As I mentioned in my previous post in this series, I have been planning for a long time to make my own ARM Cortex development board from scratch. After a lot of mulling around, and a bit of a false start with the LPC1114 chip, I discovered JeeLabs, a comprehensive web site, blog and upcoming book all about this sort of stuff run by Jean-Claude Wippler. A lot of the older material is based around Atmel AVR chips. Starting in November last year, however, Jean-Claude has been exploring the world of 32-bit ARM, beginning with the cute little LPC810, in a breadboard-friendly eight-pin Dual-in-Line package.
This chip is small in both size and features compared to most ARMs, but still packs a surprising amount of punch. It has a Cortex M0+ core running at 25MHz, 4K of flash, 1K of RAM, six GPIO pins, two UARTs, SPI, I2C, several timers and an analogue comparator. All of this is a bit much to squeeze into only eight pins, especially when you consider that two of them are earmarked for power and ground! The way NXP get around this is by providing a built-in switch matrix which can route (almost) any chip feature to any pin. This gives a surprising amount of flexibility for simple applications.
Although the point of this exercise is to build my own development boards, sometimes its comforting to have something to fall back on to test things out. NXP originally produced a nice simple development board for this chip, but sadly it seems that this board is no longer available, so if I am to do anything with this device I will have to make my own.
The first step is to find out a minimum circuit. Luckily, JeeLabs has this covered
Image thanks to jeelabs.org
There are some interesting things about this circuit. The first is the very small number of components There’s the microcontroller itself, a smoothing capacitor for the power pins and an LED. The second interesting thing is the LED. It is mainly used as a rough and ready regulator to drop 5V, provided by a serial adapter board, to 3.3V for the device. For a purely 3.3V circuit, even that would not be necessary! The simplicity of this circuit made me very happy. Surely even I can’t get this wrong! I still have niggling worries about the lack of any pull-up or pull-down resistors on any of the communication pins, but Jean-Claude has obviously made it work. I quickly assembled the specified circuit on a small breadboard, following the JeeLabs instructions.
Next came the challenge of programming the LP810. There are so few pins that it does not make sense to permanently dedicate several of them to functions such as RESET and the SWD programming protocol, and not everyone has a SWD debug probe. To help get round this, the LPC810 comes with a built-in bootloader which looks for a particular pattern of highs and lows on some of the pins and switches into a serial programming mode.
If The ISP pin (pin 5) is low when the chip powers up or comes out of reset, it will enter programming mode and expect commands and data over a serial port on pins 2 and 8. While serial port adapters are cheap and plentiful (even though they don’t often have an output which does exactly the right thing for the ISP pin) this approach does mean that some special software is needed which speaks the correct protocol over the serial port.
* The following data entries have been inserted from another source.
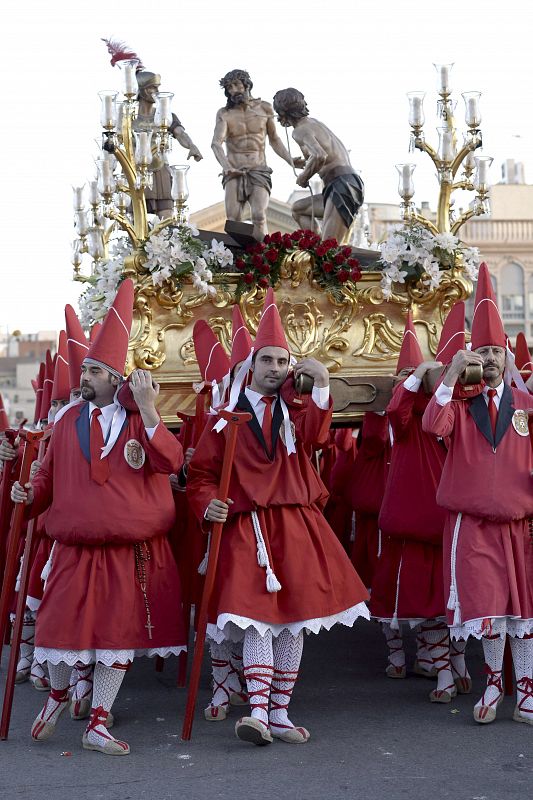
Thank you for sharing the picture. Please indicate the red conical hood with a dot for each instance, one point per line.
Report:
(410, 353)
(4, 422)
(523, 356)
(110, 348)
(47, 386)
(452, 337)
(270, 331)
(77, 347)
(95, 330)
(211, 356)
(487, 327)
(241, 341)
(61, 386)
(39, 394)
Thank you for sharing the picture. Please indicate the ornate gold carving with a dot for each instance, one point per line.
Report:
(381, 340)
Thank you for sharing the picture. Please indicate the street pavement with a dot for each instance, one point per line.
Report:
(371, 738)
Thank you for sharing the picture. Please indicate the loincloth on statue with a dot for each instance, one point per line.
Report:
(255, 176)
(346, 190)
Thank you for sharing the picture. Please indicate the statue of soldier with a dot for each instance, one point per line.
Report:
(243, 126)
(343, 192)
(158, 200)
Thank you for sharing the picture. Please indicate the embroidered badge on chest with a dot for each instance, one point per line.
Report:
(134, 454)
(520, 422)
(282, 432)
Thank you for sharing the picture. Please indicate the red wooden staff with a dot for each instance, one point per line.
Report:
(10, 573)
(199, 425)
(22, 593)
(190, 440)
(6, 505)
(235, 419)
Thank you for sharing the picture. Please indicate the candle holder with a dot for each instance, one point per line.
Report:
(448, 157)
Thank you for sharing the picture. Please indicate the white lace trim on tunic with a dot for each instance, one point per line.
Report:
(106, 657)
(412, 621)
(232, 627)
(514, 626)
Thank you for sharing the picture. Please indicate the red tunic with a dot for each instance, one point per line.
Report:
(367, 486)
(317, 578)
(488, 564)
(407, 582)
(93, 598)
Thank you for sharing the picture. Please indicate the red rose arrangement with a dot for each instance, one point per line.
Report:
(260, 264)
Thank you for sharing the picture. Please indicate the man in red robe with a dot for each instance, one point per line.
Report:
(407, 584)
(487, 491)
(113, 590)
(275, 524)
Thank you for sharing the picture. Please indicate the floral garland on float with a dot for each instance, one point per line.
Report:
(333, 265)
(171, 255)
(177, 252)
(411, 253)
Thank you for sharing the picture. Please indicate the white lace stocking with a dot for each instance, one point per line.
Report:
(395, 644)
(84, 681)
(493, 649)
(437, 637)
(27, 644)
(258, 661)
(236, 680)
(522, 650)
(287, 656)
(457, 659)
(107, 682)
(221, 671)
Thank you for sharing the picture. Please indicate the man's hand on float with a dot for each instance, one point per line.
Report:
(424, 367)
(145, 393)
(217, 511)
(22, 494)
(7, 451)
(315, 369)
(460, 361)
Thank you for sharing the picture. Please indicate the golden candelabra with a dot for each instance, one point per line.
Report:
(448, 158)
(124, 171)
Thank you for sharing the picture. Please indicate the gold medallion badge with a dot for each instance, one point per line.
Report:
(134, 454)
(520, 422)
(282, 432)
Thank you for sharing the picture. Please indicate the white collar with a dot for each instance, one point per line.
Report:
(255, 397)
(499, 390)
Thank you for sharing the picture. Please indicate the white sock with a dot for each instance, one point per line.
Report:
(84, 681)
(522, 650)
(395, 644)
(258, 660)
(57, 699)
(493, 649)
(437, 637)
(107, 682)
(287, 656)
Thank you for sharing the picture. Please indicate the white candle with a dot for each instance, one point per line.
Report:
(81, 222)
(178, 189)
(416, 111)
(446, 148)
(94, 195)
(77, 197)
(130, 81)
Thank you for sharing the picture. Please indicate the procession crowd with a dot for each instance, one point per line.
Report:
(419, 518)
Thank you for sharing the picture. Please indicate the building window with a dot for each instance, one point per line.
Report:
(512, 292)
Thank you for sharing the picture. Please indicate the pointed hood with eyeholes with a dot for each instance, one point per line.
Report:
(110, 348)
(410, 353)
(77, 347)
(487, 326)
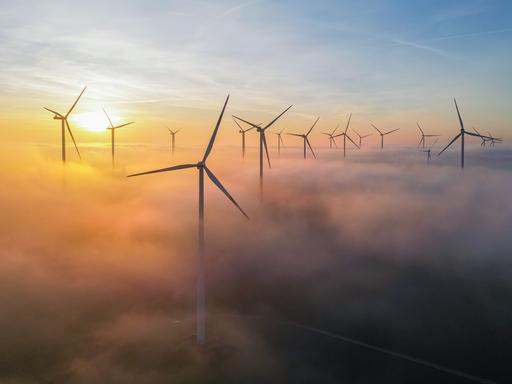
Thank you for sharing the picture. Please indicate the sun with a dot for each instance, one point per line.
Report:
(93, 121)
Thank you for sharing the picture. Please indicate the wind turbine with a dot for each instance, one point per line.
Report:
(423, 135)
(242, 132)
(428, 152)
(64, 124)
(202, 168)
(279, 140)
(263, 143)
(112, 131)
(173, 139)
(361, 137)
(305, 138)
(331, 137)
(383, 134)
(346, 136)
(461, 136)
(494, 140)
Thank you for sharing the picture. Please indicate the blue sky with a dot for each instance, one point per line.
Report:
(392, 62)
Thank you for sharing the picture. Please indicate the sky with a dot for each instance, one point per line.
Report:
(390, 63)
(97, 270)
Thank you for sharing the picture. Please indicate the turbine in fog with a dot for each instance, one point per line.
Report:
(423, 135)
(113, 130)
(263, 143)
(173, 139)
(428, 152)
(242, 132)
(331, 137)
(345, 137)
(361, 138)
(305, 138)
(64, 124)
(279, 141)
(461, 135)
(383, 134)
(202, 168)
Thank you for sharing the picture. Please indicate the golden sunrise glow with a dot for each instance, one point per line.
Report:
(93, 121)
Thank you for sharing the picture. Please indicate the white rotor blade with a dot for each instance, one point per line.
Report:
(168, 169)
(451, 142)
(214, 134)
(217, 182)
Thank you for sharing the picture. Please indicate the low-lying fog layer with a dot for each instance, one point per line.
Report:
(97, 271)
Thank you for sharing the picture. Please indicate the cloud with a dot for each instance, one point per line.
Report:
(97, 271)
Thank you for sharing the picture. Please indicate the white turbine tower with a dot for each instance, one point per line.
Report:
(428, 152)
(242, 132)
(113, 130)
(64, 124)
(263, 143)
(331, 137)
(361, 137)
(305, 138)
(202, 168)
(173, 139)
(279, 140)
(461, 135)
(423, 135)
(383, 134)
(345, 137)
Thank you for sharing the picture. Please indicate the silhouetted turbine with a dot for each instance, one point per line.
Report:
(279, 140)
(113, 130)
(383, 134)
(331, 137)
(461, 136)
(242, 132)
(346, 136)
(428, 151)
(305, 138)
(263, 143)
(423, 135)
(361, 138)
(64, 125)
(202, 168)
(173, 139)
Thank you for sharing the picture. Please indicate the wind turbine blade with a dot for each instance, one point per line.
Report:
(376, 128)
(214, 134)
(421, 130)
(451, 142)
(393, 130)
(76, 101)
(266, 148)
(52, 111)
(458, 114)
(481, 136)
(73, 138)
(168, 169)
(124, 125)
(348, 122)
(348, 137)
(245, 121)
(217, 182)
(310, 147)
(110, 121)
(281, 114)
(310, 129)
(237, 123)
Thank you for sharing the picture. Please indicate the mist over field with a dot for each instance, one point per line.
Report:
(97, 271)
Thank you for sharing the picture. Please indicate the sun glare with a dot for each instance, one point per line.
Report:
(93, 121)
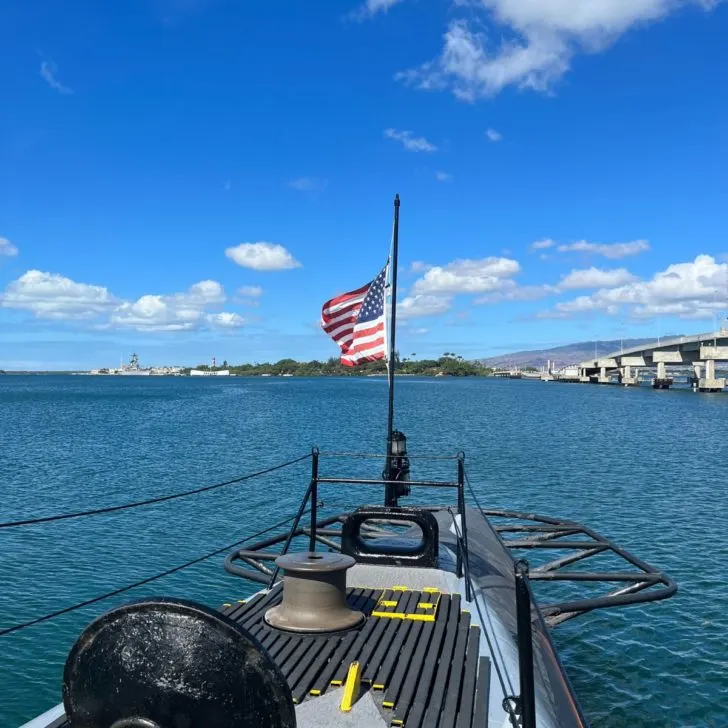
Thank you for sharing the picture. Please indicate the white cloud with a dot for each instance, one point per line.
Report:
(596, 278)
(468, 276)
(308, 184)
(608, 250)
(542, 244)
(226, 320)
(688, 290)
(48, 72)
(409, 142)
(176, 312)
(372, 7)
(262, 256)
(250, 291)
(52, 296)
(513, 292)
(539, 38)
(423, 305)
(7, 249)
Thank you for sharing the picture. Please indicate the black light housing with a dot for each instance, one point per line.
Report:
(397, 469)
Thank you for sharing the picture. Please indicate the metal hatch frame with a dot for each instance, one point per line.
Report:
(642, 584)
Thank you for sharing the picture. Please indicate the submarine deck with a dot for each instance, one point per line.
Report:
(418, 653)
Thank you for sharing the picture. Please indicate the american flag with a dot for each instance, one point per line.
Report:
(355, 321)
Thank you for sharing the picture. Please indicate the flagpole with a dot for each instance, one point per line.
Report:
(390, 495)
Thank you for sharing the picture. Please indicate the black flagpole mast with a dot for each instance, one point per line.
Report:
(390, 496)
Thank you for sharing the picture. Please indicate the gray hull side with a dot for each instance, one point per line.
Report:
(492, 572)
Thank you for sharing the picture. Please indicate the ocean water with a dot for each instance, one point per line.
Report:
(646, 468)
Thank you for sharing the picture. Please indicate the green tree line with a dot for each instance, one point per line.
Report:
(449, 364)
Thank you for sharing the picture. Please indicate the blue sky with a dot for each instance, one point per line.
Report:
(188, 178)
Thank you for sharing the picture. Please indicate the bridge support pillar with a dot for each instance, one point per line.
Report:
(661, 381)
(628, 378)
(710, 383)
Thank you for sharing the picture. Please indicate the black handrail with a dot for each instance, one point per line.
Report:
(527, 698)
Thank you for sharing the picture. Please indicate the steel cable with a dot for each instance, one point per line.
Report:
(150, 501)
(142, 582)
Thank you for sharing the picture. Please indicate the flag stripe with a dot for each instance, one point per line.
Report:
(356, 322)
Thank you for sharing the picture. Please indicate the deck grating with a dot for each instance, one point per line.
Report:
(426, 674)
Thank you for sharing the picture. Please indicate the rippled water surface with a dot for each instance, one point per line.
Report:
(646, 468)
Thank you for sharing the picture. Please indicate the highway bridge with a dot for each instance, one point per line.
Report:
(697, 354)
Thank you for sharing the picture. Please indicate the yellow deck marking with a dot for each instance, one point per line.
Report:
(351, 688)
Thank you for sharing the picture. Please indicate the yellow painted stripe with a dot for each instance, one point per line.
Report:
(352, 686)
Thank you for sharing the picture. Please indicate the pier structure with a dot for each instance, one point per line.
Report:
(695, 356)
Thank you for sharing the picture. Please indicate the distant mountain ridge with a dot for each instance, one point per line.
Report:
(562, 355)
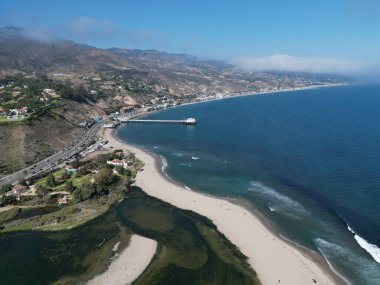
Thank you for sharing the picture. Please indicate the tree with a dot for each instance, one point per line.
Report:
(5, 188)
(86, 191)
(50, 180)
(42, 190)
(121, 170)
(69, 186)
(65, 175)
(82, 171)
(103, 178)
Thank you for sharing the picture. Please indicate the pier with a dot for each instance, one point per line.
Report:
(188, 121)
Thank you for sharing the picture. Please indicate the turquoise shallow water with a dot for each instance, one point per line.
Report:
(308, 160)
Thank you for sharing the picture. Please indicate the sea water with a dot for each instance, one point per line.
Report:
(309, 161)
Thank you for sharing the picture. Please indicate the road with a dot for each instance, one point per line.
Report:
(57, 158)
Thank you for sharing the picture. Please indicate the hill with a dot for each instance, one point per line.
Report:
(93, 81)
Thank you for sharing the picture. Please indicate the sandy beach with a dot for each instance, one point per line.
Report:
(129, 265)
(275, 260)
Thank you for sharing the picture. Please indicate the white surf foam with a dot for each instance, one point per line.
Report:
(281, 201)
(164, 164)
(324, 246)
(188, 188)
(372, 249)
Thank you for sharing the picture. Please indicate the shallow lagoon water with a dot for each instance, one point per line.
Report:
(307, 160)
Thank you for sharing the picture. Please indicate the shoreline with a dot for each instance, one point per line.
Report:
(237, 95)
(273, 258)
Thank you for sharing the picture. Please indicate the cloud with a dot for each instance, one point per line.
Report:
(284, 62)
(91, 28)
(146, 38)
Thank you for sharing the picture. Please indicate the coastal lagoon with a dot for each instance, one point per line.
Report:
(308, 161)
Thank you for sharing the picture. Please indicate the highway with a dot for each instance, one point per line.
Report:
(57, 158)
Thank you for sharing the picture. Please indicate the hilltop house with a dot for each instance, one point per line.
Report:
(118, 162)
(17, 190)
(2, 112)
(21, 111)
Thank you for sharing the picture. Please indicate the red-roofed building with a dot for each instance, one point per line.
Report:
(17, 190)
(118, 162)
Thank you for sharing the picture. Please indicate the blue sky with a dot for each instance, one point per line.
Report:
(344, 31)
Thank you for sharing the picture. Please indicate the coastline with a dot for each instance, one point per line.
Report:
(237, 95)
(274, 259)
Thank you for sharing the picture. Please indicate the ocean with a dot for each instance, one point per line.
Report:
(308, 161)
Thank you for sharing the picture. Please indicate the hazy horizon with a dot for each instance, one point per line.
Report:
(297, 36)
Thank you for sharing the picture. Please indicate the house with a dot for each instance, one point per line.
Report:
(118, 162)
(20, 111)
(48, 91)
(2, 112)
(127, 109)
(119, 154)
(70, 170)
(62, 200)
(17, 190)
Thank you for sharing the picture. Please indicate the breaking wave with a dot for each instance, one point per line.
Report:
(372, 249)
(278, 201)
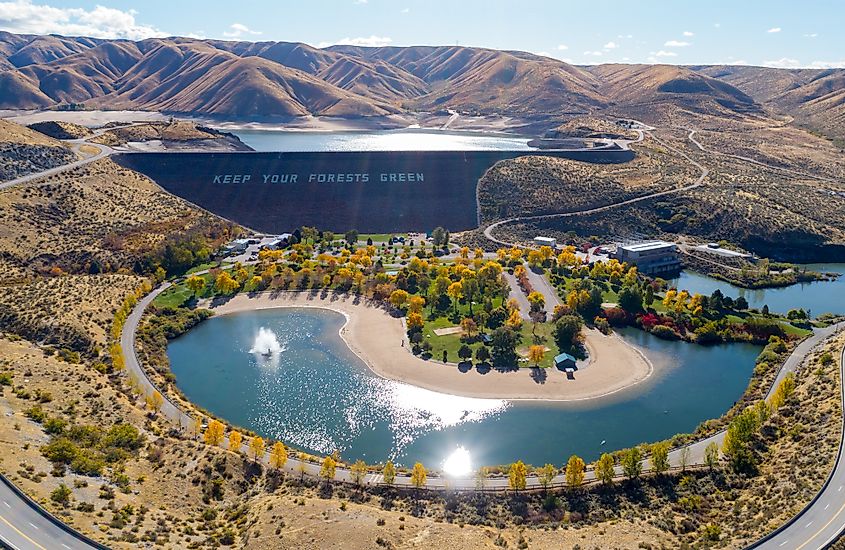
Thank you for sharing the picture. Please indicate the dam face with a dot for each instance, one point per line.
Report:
(372, 191)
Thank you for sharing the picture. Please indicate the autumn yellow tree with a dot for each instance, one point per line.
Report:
(256, 446)
(604, 469)
(155, 401)
(214, 433)
(398, 298)
(517, 476)
(225, 284)
(388, 474)
(195, 284)
(416, 304)
(327, 470)
(575, 471)
(418, 475)
(235, 440)
(455, 292)
(278, 455)
(536, 354)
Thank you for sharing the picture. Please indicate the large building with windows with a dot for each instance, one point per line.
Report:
(651, 258)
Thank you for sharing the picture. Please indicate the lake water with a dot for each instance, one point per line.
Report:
(379, 140)
(317, 395)
(819, 297)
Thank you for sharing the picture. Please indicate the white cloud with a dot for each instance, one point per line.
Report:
(237, 30)
(371, 41)
(22, 16)
(783, 63)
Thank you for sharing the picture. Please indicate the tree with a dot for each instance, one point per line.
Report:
(389, 473)
(155, 401)
(278, 455)
(575, 471)
(455, 292)
(517, 475)
(465, 352)
(536, 354)
(604, 469)
(566, 331)
(235, 440)
(398, 298)
(632, 465)
(256, 446)
(504, 341)
(214, 433)
(469, 327)
(225, 284)
(415, 321)
(195, 284)
(358, 471)
(711, 455)
(537, 301)
(418, 475)
(660, 457)
(683, 458)
(545, 475)
(327, 470)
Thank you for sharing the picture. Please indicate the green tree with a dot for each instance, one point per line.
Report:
(517, 475)
(575, 471)
(660, 457)
(632, 465)
(604, 469)
(711, 455)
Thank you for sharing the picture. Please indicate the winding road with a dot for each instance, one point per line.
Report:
(25, 525)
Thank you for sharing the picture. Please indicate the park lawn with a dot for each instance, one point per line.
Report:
(451, 343)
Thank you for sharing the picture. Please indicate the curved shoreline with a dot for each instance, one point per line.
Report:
(371, 334)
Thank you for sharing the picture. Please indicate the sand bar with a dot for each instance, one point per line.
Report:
(379, 340)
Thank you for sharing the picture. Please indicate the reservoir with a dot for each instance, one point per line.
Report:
(379, 140)
(315, 394)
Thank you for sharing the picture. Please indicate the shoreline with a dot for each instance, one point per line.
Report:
(372, 335)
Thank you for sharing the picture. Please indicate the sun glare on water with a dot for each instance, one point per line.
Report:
(459, 463)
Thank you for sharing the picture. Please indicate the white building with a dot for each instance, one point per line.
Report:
(651, 258)
(545, 241)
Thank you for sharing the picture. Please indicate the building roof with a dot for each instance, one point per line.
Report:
(650, 245)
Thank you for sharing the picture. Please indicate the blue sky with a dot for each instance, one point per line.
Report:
(756, 32)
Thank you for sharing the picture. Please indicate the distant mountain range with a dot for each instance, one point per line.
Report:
(280, 80)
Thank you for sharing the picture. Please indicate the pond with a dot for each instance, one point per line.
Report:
(818, 297)
(315, 394)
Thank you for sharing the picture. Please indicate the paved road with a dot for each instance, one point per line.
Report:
(488, 231)
(824, 520)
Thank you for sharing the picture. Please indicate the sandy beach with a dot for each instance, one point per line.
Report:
(379, 340)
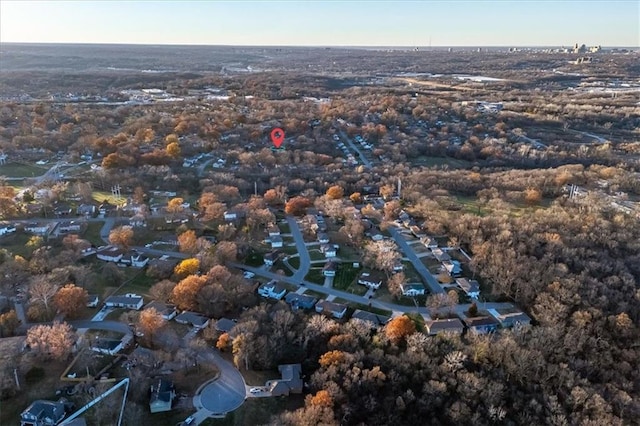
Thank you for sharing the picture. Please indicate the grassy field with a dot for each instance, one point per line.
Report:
(21, 170)
(257, 411)
(453, 163)
(315, 276)
(92, 233)
(294, 262)
(363, 307)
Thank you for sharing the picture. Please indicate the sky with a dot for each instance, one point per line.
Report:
(325, 23)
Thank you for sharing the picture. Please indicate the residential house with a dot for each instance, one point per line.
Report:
(162, 394)
(225, 325)
(323, 238)
(270, 258)
(329, 250)
(482, 325)
(62, 209)
(272, 290)
(429, 242)
(276, 241)
(43, 413)
(234, 214)
(69, 226)
(107, 346)
(300, 301)
(138, 221)
(440, 255)
(192, 318)
(412, 289)
(110, 254)
(470, 287)
(371, 279)
(417, 231)
(92, 300)
(336, 310)
(291, 381)
(167, 311)
(371, 318)
(510, 319)
(130, 301)
(6, 228)
(447, 325)
(375, 235)
(329, 269)
(273, 230)
(38, 228)
(453, 267)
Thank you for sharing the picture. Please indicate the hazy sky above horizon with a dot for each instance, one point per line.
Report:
(324, 23)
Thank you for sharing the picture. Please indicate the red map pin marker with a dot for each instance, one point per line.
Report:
(277, 136)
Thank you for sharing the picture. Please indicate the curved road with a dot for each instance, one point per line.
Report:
(224, 394)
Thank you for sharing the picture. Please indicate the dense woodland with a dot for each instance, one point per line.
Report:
(572, 264)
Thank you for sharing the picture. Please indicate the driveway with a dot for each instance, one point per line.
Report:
(224, 394)
(305, 260)
(427, 278)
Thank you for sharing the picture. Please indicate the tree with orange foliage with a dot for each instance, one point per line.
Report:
(332, 357)
(187, 267)
(356, 198)
(122, 236)
(150, 321)
(70, 300)
(321, 398)
(335, 192)
(173, 150)
(185, 292)
(297, 206)
(399, 328)
(224, 341)
(532, 196)
(187, 241)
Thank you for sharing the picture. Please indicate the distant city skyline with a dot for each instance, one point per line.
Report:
(325, 23)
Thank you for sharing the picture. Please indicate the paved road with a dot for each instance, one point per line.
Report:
(420, 267)
(305, 260)
(224, 394)
(353, 146)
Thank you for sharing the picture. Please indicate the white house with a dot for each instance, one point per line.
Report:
(276, 241)
(452, 266)
(129, 300)
(329, 250)
(110, 254)
(6, 229)
(272, 290)
(37, 228)
(470, 287)
(336, 310)
(329, 269)
(370, 279)
(323, 238)
(412, 290)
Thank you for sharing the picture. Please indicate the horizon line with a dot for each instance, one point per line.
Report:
(340, 46)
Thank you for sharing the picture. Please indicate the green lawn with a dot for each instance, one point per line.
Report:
(284, 228)
(254, 259)
(92, 233)
(139, 283)
(294, 262)
(363, 307)
(314, 293)
(21, 170)
(315, 276)
(315, 254)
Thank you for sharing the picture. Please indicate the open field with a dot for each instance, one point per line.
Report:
(21, 170)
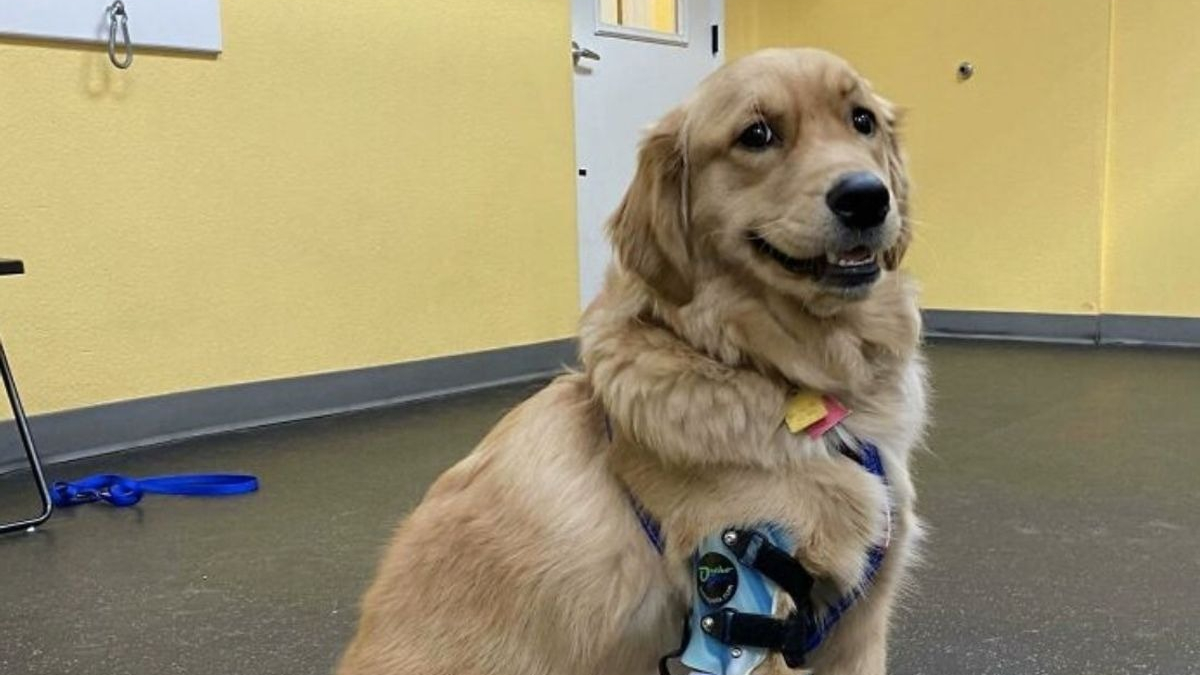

JeeLabs recommends some software called lpc21isp which it recommends installing in a Linux virtual machine. I tried this approach and spent several days messing with software and modified serial adapter boards. All with no success.
In my case it seems that code in a Linux VM was either unable to write to the USB serial port, or suffered timing problems which prevented it form working. Whatever versions I could find for Windows were not quite the same and didn’t work either. Eventually I gave up on the modified serial board approach, and fitted a manual ISP button (initially it was just a jumper cable). This allowed me to, eventually, get some JeeLabs example code onto the chip so I could see it blink an LED. The process still seemed pretty hit or miss, though. A large proportion of the time the software download would fail, with no obvious reason why, and messing with a manual ISP switch became very tedious. I also faced the problem that I was not set up to develop code in the same way as Jean-Claude at JeeLabs, so I was mostly limited to the supplied examples. I even tried connecting my Keil ULink 2 debug proble to the SWD pins, in an attempt to use Keil uVision to write code for this chip. Again without success. Adafruit recommends the LPCXpresso IDE, so I also installed that. Although I could use it to program other NXP chips on pre-made development boards, I still had no real success with programming the LPC810.
The LP810 is very sweet, but the small number of available pins does limit its usefulness. After some examples with this little chip, JeeLabs moved on to cover the very similar LPC812, which mainly differs in having a smaller (TSSOP) package with 20 pins. With a bit of care I was able to solder this chip onto a DIP adapter. The extra pins are nice, but I still faced the same issues with programming. I decided that however neat the idea of the ISP pin and serial bootloader seems on the surface, it is just too fiddly for sensible software development.